Creates a greater rift between rich, poor

Can the No Child Left Behind legislation be anything but a ploy to cut, and eventually completely dismantle, funding for public education? My wife and I both are public school teachers. We teach in very different demographic areas. Her elementary school is in a low-income, high-minority, highly transient part of town, where a high percentage of parents do not speak English at all, let alone as a second language. Her school is held to the same standards of standardized test achievement as schools that are predominantly upper-middle class white schools – those schools whose students can afford supplies, tutoring and technology. My wife has to buy paper for her students.

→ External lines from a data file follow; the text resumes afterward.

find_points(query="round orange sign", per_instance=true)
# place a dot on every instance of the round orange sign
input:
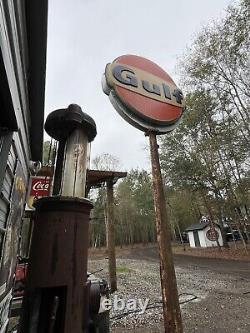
(143, 93)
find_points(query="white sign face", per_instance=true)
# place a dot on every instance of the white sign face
(143, 94)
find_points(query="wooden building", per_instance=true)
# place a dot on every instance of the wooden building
(23, 40)
(204, 235)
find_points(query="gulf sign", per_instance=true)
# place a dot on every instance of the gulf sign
(143, 94)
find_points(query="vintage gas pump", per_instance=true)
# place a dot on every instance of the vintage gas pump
(57, 290)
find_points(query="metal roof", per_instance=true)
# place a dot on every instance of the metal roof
(198, 226)
(97, 178)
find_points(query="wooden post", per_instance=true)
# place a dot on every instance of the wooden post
(111, 237)
(171, 307)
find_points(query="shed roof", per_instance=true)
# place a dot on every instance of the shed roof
(199, 226)
(97, 178)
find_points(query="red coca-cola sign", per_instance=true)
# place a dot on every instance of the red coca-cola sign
(40, 186)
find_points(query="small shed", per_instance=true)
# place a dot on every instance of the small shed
(204, 235)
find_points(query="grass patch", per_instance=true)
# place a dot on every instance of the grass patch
(123, 269)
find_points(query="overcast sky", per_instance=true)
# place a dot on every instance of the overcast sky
(85, 35)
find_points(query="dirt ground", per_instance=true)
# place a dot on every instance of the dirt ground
(221, 289)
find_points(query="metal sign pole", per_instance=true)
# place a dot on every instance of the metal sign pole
(171, 307)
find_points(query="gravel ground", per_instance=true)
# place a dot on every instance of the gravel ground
(213, 302)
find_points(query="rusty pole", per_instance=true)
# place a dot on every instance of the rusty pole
(111, 236)
(171, 306)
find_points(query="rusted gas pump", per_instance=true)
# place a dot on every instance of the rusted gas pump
(56, 297)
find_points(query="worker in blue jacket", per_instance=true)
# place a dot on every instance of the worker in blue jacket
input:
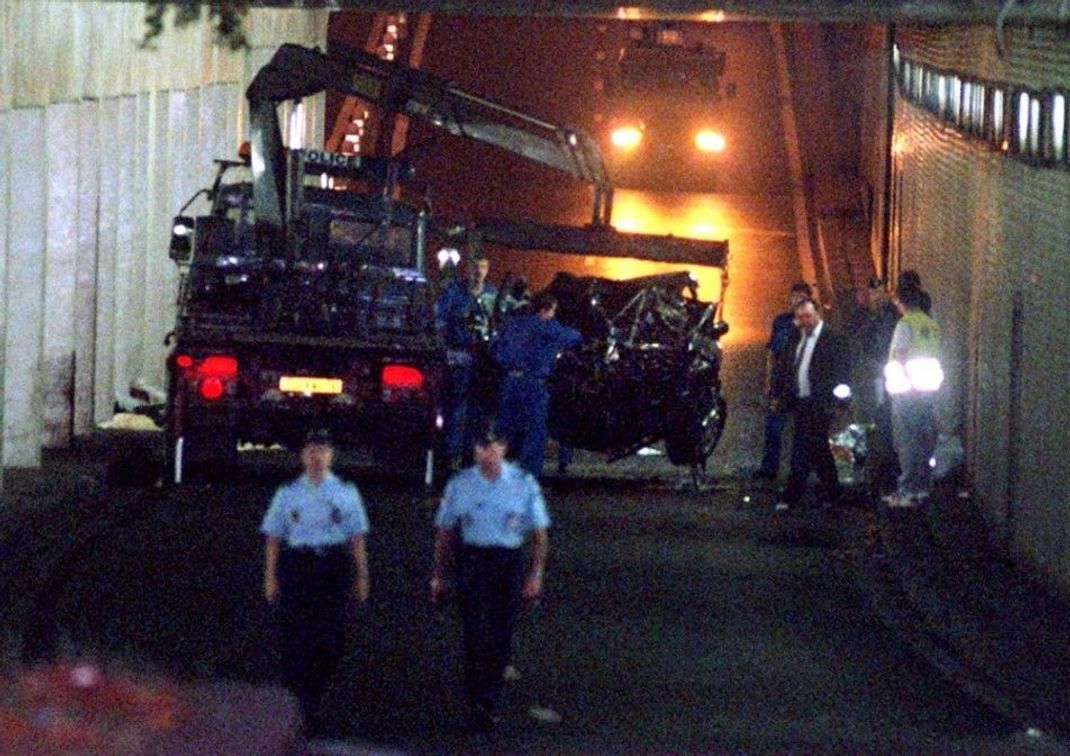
(526, 351)
(463, 318)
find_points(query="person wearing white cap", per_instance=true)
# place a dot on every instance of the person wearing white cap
(315, 561)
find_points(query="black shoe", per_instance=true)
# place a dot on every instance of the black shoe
(480, 721)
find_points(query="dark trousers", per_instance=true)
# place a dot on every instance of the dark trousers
(456, 409)
(489, 582)
(810, 452)
(314, 595)
(775, 421)
(522, 417)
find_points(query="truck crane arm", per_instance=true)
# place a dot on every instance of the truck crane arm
(296, 72)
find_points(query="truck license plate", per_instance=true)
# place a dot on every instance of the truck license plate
(304, 384)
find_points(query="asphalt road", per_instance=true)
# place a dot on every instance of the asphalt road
(674, 621)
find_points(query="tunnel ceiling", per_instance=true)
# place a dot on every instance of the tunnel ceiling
(881, 11)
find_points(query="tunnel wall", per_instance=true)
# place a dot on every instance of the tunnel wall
(991, 236)
(101, 143)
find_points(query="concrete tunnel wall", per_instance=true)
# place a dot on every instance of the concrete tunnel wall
(101, 143)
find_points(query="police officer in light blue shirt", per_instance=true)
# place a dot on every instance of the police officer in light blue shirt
(315, 559)
(491, 509)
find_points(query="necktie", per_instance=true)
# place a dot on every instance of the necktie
(801, 351)
(798, 363)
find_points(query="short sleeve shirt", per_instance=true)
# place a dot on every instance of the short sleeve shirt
(305, 514)
(493, 512)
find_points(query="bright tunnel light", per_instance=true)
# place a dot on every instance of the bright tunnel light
(626, 137)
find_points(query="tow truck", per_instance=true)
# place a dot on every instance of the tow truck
(304, 298)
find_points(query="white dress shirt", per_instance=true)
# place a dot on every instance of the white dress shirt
(803, 354)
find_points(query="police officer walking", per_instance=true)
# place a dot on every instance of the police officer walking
(315, 559)
(526, 350)
(490, 509)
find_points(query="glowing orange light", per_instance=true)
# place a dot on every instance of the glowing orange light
(707, 140)
(626, 137)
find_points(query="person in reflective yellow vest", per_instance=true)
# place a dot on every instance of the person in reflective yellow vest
(913, 375)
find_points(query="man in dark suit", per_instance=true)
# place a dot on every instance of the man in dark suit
(810, 381)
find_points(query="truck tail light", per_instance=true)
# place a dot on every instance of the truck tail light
(212, 387)
(210, 374)
(401, 382)
(218, 366)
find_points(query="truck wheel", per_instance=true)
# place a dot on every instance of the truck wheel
(697, 429)
(200, 459)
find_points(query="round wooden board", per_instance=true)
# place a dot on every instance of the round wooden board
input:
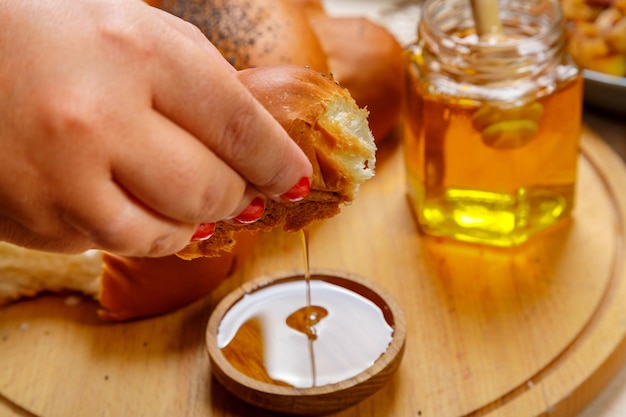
(520, 333)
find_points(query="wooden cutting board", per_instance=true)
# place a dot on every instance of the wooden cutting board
(490, 332)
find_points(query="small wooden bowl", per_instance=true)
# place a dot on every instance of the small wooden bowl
(318, 399)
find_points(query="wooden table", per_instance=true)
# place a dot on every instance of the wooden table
(490, 333)
(611, 402)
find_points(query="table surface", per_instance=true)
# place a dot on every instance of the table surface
(610, 403)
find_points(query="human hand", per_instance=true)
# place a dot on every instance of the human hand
(123, 129)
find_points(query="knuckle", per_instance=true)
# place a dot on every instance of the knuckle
(237, 141)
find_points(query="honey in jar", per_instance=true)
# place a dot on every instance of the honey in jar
(492, 126)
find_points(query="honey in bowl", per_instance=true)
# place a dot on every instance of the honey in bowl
(271, 348)
(285, 342)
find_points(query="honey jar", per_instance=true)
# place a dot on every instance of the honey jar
(492, 123)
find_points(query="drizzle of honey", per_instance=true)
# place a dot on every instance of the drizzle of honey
(274, 336)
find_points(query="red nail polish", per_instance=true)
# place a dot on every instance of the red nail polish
(204, 231)
(298, 191)
(252, 213)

It is almost intuitive that such a school needs more, not less, funding to achieve the equity of opportunity that all students deserve to receive a quality and competitive education. Yet this school is already on probation according to NCLB, and is threatened with federal funding cuts unless it achieves a certain minimum of scores on the state achievement test. I would like to ask Mr. Bush how he expects this to happen. NCLB forces school districts to go against years of educational research that says teaching to the test is absolutely the worst way to provide critical thinking and reasoning skills. Districts must do this or face loss of funding.

I teach in a well-to-do high school, and while our scores are some of the highest in the state on the state assessment, we are also being admonished by the district that it is now not the success that is important, but the rate of improvement. And we will also join the ranks of the probationary schools if we do not improve our scores by “X” percent each year on the state assessment.

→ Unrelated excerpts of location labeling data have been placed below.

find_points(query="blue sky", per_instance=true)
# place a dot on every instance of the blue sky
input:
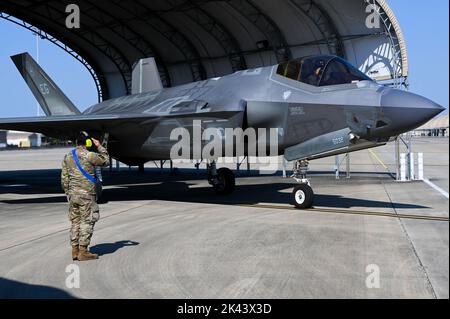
(425, 26)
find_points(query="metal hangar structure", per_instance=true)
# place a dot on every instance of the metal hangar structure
(193, 40)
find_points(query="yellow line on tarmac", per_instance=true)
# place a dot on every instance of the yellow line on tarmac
(378, 159)
(351, 212)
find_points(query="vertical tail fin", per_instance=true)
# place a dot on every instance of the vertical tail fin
(52, 100)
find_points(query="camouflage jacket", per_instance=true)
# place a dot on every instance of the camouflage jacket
(73, 181)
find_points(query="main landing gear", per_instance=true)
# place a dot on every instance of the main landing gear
(222, 180)
(303, 194)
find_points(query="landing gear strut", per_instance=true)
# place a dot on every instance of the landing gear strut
(222, 180)
(303, 195)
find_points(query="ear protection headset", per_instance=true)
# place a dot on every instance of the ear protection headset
(88, 143)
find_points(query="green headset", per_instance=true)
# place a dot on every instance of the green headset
(88, 142)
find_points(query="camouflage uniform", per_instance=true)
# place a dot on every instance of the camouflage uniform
(83, 211)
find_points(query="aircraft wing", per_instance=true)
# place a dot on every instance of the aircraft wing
(69, 126)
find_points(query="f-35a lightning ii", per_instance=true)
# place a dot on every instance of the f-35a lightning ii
(321, 105)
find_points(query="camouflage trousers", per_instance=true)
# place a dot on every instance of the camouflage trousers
(83, 214)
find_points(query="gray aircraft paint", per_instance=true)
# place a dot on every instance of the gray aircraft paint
(312, 122)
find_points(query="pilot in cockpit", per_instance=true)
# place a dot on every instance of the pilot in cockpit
(315, 76)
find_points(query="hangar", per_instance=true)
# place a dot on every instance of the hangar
(193, 40)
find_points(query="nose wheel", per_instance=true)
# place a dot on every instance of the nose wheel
(303, 194)
(222, 180)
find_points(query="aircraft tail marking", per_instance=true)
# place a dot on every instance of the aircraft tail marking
(50, 97)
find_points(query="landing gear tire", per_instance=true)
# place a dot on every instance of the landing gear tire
(226, 182)
(303, 196)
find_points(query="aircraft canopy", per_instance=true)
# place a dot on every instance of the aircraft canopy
(323, 70)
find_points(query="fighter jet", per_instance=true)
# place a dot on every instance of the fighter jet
(321, 106)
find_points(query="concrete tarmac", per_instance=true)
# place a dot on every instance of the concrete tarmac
(165, 235)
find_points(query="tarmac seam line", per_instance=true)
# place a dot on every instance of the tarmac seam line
(413, 248)
(435, 187)
(64, 230)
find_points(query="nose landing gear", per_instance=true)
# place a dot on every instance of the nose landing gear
(222, 180)
(303, 195)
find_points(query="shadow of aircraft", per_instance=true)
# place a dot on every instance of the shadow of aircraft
(10, 289)
(111, 248)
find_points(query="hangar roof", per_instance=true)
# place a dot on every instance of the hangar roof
(197, 39)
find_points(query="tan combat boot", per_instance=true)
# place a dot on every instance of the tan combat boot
(75, 251)
(85, 255)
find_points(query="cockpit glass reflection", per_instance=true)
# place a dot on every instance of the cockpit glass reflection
(321, 71)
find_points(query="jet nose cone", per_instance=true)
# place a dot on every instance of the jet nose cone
(407, 111)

When schools have spent a period of time (two years) on probation, not only do they lose funding, the districts are mandated to provide transportation to the students to another school of their choice within the district, which will thoroughly mire the transportation system, and add to costs that will be subsequently removed from classroom budgets.

This legislation is flat out asinine, and I can’t think for a minute that Bush &Co. had the best interests of our nation’s children at heart when it was devised. It is simply another way to widen the rift between the rich and the poor, the haves and the have-nots. If allowed to continue, it will kill public education. But I think that was the plan all along – keep ‘em stupid, stupid.